Dentro del protocolo de higiene bucal, el uso del enjuague es totalmente complementario al cepillado. Pero su actuación es bastante positiva, ya que ayuda a mantener en buen estado toda la boca, desde encías hasta mucosas orales; ahí donde el cepillo no llega. 

 

Tipos de enjuagues y frecuencia

No obstante, no todos los colutorios se pueden usar en cada limpieza bucal. Existen enjuagues que pueden usarse a diario, y otros que, por ejemplo, están centrados en controlar la halitosis, y por tanto, su modo de uso es diferente. 

La elección de un colutorio u otro dependerá del principio activo que contenga. Hay algunos con baja concentración de flúor, que suelen usar los más pequeños de la casa.
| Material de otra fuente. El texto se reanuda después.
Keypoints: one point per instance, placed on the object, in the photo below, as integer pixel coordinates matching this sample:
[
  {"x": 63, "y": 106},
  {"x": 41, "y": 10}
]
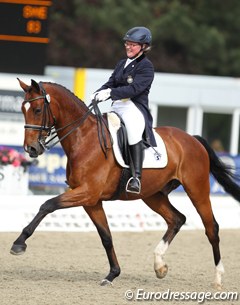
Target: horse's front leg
[
  {"x": 19, "y": 246},
  {"x": 98, "y": 217}
]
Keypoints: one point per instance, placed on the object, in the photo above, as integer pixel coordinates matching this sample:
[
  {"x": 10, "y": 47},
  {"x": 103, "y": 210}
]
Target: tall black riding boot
[{"x": 134, "y": 183}]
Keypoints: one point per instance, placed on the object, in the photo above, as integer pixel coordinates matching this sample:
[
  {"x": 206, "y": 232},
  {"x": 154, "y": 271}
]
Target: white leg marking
[
  {"x": 218, "y": 275},
  {"x": 158, "y": 254}
]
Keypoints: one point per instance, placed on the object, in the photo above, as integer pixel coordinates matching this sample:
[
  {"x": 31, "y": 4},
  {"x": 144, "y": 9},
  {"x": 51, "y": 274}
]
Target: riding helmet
[{"x": 139, "y": 34}]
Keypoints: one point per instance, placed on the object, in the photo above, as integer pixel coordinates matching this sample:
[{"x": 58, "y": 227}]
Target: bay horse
[{"x": 93, "y": 173}]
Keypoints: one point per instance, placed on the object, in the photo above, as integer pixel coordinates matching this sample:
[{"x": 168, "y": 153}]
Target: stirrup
[{"x": 136, "y": 191}]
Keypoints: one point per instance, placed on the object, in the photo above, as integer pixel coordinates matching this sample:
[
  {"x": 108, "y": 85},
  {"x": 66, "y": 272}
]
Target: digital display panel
[{"x": 23, "y": 35}]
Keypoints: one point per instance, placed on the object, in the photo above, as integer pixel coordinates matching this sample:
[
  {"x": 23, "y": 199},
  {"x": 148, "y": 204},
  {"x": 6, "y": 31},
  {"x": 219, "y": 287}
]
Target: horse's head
[{"x": 38, "y": 117}]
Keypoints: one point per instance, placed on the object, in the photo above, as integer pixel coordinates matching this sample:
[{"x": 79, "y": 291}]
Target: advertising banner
[{"x": 50, "y": 170}]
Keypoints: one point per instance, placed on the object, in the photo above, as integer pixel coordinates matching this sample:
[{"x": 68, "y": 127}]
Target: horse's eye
[{"x": 37, "y": 111}]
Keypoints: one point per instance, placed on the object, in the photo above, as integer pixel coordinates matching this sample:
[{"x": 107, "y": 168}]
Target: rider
[{"x": 128, "y": 87}]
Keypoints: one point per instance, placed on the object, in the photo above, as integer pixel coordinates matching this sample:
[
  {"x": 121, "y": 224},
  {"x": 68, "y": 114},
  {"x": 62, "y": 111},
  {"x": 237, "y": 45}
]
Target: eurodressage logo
[{"x": 157, "y": 156}]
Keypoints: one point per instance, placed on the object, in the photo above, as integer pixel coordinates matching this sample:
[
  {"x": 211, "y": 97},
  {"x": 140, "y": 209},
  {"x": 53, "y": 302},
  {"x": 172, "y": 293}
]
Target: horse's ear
[
  {"x": 23, "y": 85},
  {"x": 35, "y": 85}
]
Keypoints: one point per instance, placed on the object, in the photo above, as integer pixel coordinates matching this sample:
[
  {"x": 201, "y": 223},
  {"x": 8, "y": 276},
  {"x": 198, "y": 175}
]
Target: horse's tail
[{"x": 221, "y": 172}]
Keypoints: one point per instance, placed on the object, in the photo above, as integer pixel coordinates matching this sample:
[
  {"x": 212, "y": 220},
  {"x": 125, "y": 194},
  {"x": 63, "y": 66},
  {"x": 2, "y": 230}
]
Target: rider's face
[{"x": 132, "y": 48}]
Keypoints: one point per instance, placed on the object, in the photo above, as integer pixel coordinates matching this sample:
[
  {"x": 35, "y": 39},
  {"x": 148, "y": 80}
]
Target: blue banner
[{"x": 50, "y": 170}]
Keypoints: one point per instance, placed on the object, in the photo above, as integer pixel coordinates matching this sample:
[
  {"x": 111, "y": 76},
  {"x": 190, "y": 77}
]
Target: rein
[{"x": 52, "y": 132}]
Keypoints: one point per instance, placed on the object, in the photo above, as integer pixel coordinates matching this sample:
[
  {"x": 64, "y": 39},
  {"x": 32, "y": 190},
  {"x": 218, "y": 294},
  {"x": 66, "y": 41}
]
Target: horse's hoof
[
  {"x": 18, "y": 249},
  {"x": 106, "y": 282},
  {"x": 162, "y": 272}
]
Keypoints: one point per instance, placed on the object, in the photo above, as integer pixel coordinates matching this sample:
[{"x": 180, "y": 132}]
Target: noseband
[{"x": 52, "y": 134}]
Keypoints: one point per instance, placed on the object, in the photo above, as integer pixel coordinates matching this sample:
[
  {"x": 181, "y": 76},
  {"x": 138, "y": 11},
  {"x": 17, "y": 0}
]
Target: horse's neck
[{"x": 73, "y": 119}]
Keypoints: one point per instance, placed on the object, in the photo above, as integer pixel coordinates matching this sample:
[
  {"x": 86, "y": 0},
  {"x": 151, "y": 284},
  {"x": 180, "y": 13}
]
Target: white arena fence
[{"x": 17, "y": 211}]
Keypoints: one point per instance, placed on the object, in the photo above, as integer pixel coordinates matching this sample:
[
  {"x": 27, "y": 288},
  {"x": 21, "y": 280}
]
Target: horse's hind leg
[
  {"x": 98, "y": 217},
  {"x": 204, "y": 209},
  {"x": 174, "y": 219}
]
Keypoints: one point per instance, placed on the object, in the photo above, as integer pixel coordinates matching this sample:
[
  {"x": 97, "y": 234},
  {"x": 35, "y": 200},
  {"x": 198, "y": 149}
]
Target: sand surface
[{"x": 66, "y": 268}]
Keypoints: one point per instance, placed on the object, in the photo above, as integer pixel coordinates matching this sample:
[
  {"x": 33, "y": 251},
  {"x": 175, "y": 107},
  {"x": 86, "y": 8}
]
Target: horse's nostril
[{"x": 32, "y": 152}]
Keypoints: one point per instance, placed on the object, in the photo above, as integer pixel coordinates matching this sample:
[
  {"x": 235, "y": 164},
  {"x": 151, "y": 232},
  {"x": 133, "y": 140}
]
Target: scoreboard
[{"x": 23, "y": 35}]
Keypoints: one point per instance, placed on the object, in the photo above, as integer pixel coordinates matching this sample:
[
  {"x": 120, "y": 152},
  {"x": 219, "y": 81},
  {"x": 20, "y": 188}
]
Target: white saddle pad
[{"x": 153, "y": 158}]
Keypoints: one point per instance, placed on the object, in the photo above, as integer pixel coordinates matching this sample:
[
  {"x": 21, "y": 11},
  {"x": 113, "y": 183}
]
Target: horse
[{"x": 93, "y": 174}]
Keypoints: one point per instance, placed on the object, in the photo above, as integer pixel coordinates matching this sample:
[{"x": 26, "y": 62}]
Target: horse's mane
[{"x": 69, "y": 92}]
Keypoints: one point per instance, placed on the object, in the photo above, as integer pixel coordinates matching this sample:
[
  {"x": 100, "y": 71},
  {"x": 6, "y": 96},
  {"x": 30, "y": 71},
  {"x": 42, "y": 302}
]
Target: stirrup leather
[{"x": 133, "y": 191}]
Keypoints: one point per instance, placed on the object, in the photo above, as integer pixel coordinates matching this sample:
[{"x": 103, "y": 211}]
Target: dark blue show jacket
[{"x": 134, "y": 82}]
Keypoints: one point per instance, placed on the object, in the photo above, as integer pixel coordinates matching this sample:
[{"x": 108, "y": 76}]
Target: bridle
[
  {"x": 51, "y": 131},
  {"x": 47, "y": 115}
]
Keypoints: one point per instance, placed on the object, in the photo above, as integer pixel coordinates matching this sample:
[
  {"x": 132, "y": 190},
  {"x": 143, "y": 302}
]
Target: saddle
[{"x": 154, "y": 157}]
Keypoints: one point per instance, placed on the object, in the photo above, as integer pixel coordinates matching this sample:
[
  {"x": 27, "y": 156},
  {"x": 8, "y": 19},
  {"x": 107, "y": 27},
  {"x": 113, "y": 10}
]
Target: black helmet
[{"x": 139, "y": 34}]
Por otro lado, también hay enjuagues que contienen clorhexidina, que se suelen tomar por recomendación de nuestro dentista, y que si se usa en exceso, puede acabar generando problemas que no teníamos. 

Es cierto que el flúor está concebido como algo positivo. Pero ya hemos dicho que es complementario y que debe usarse en su justa medida. De hecho, si se abusa, puede aparecer fluorosis, o provocar, incluso, una irritación de la mucosa oral. 

 

Hilo dental

Complemento imprescindible en el protocolo de limpieza, el hilo dental también permite alcanzar zonas más complicadas para el cepillo, como la placa que se acumula debajo de las encías. La limpieza de esta zona, así como el hueco entre dientes, es vital, ya que puede dar lugar a un problema periodontal.
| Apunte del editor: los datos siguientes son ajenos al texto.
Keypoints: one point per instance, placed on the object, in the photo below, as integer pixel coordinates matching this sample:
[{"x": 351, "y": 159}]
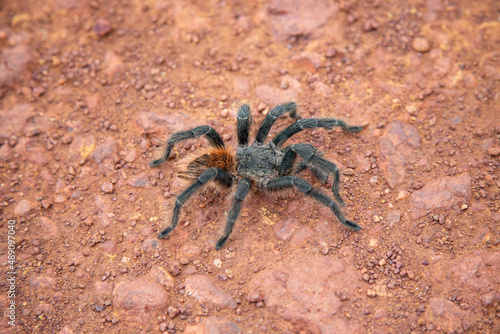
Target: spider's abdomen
[
  {"x": 219, "y": 157},
  {"x": 257, "y": 162}
]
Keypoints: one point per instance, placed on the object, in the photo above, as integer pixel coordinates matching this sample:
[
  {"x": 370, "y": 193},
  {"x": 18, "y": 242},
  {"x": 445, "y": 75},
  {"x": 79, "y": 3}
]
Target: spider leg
[
  {"x": 289, "y": 181},
  {"x": 243, "y": 124},
  {"x": 208, "y": 175},
  {"x": 312, "y": 159},
  {"x": 212, "y": 136},
  {"x": 241, "y": 191},
  {"x": 309, "y": 123},
  {"x": 271, "y": 118}
]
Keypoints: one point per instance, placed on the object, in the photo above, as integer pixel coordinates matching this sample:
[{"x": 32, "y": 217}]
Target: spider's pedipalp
[
  {"x": 243, "y": 124},
  {"x": 241, "y": 192},
  {"x": 290, "y": 181},
  {"x": 212, "y": 136},
  {"x": 205, "y": 177},
  {"x": 313, "y": 160},
  {"x": 310, "y": 123},
  {"x": 272, "y": 116}
]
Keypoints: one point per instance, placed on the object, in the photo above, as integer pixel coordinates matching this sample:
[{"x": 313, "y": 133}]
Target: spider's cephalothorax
[{"x": 264, "y": 166}]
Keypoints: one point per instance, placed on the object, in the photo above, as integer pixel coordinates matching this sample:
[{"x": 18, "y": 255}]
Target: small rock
[
  {"x": 399, "y": 142},
  {"x": 138, "y": 300},
  {"x": 420, "y": 44},
  {"x": 254, "y": 296},
  {"x": 493, "y": 151},
  {"x": 23, "y": 208},
  {"x": 203, "y": 289},
  {"x": 107, "y": 187},
  {"x": 444, "y": 193},
  {"x": 150, "y": 245},
  {"x": 102, "y": 27}
]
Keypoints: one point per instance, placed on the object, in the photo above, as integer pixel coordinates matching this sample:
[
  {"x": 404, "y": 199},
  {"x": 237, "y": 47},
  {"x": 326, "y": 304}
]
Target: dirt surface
[{"x": 91, "y": 89}]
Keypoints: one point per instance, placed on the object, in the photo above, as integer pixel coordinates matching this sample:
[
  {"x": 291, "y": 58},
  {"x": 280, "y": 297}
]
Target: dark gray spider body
[
  {"x": 265, "y": 166},
  {"x": 258, "y": 162}
]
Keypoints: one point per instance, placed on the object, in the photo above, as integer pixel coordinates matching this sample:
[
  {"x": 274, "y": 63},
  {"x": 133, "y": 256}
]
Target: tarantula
[{"x": 263, "y": 166}]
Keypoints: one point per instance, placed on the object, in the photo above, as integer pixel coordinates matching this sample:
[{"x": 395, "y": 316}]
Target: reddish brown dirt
[{"x": 90, "y": 89}]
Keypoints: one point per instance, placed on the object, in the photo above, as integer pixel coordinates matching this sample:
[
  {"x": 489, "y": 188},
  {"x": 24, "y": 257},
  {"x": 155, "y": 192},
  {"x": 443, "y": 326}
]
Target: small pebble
[{"x": 421, "y": 44}]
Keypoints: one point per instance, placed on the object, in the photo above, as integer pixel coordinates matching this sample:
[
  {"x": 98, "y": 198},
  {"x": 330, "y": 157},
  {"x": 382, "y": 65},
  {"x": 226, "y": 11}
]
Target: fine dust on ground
[{"x": 90, "y": 89}]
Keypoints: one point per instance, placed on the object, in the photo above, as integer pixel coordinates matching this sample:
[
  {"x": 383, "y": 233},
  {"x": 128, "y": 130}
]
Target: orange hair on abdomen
[{"x": 220, "y": 157}]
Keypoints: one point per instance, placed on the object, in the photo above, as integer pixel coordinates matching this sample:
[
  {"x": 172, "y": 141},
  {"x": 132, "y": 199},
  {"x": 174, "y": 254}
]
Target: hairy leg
[
  {"x": 207, "y": 176},
  {"x": 212, "y": 136},
  {"x": 243, "y": 124},
  {"x": 310, "y": 123},
  {"x": 241, "y": 191},
  {"x": 271, "y": 118},
  {"x": 322, "y": 168},
  {"x": 290, "y": 181}
]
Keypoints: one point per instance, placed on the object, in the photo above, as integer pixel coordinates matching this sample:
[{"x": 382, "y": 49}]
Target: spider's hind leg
[
  {"x": 241, "y": 191},
  {"x": 321, "y": 168},
  {"x": 290, "y": 181},
  {"x": 243, "y": 124}
]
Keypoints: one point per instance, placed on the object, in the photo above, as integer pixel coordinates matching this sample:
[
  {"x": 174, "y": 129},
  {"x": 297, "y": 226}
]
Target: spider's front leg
[
  {"x": 205, "y": 177},
  {"x": 272, "y": 116},
  {"x": 212, "y": 136},
  {"x": 290, "y": 181},
  {"x": 241, "y": 191},
  {"x": 311, "y": 123}
]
Para ello, la seda dental. Aprende a usarla correctamente y aprovecha al máximo las ventajas que ofrece este limpiador interdental. Coge 45cm de hilo, mantenlo tenso y colócalo entre los dientes. Después, comienza a deslizarlo de arriba a abajo, con presión; pero nunca en movimiento de serrucho. En cada pieza dental, curva la seda y pásala por debajo de la encía, sin forzar. 

Repite esta técnica en cada diente, y concluye la limpieza con un enjuague bucal adecuado para la limpieza diaria. De esta forma, eliminarás los restos de alimentos y la placa bacteriana.